The other thing that killed music for me is Dog Train. This is a kid’s album by children’s author Sandra Boynton (she does cards too). Books are pretty good. She wrote a bunch of songs – most are pretty silly – and then got actual rock bands to make the album. It is pretty good. Much better than most kid’s CDs. But it is pretty good on its own. I like the song about the cows and the one about the depressed penguin.

This disturbs me. Music really works when you have an emotional connection. The artist captures your feelings better than you can. That can only happen when you can trust the artist. The feelings have to be real, not manufactured to make a few bucks. That is why Celine Dion blows. The songs on Dog Train sound like other rock songs. The singers sound vested, but the bands are clearly faking it. The words were written by the author of “Moo, Baa, La La La.” They are not cows on a space voyage. But the artists sound just like they do when they sing their stuff. It is like finding out your girlfriend fakes orgasms sometimes. I can't believe anything now.

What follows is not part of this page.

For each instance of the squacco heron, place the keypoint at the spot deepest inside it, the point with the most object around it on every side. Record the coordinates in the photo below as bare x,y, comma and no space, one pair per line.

The Killers are a hot band right now with a new album out. The reviewers are all confused by them. They are not sure if they are trying to be Bruce Springsteen doing Born to Run or mocking him. I am not sure that the Killers know either. How can I emotionally connect to a band who’s previous hit repeated “Somebody told me that you had a boyfriend that looked like a girlfriend that I had in February of last year” 100000000000 times in 3 minutes.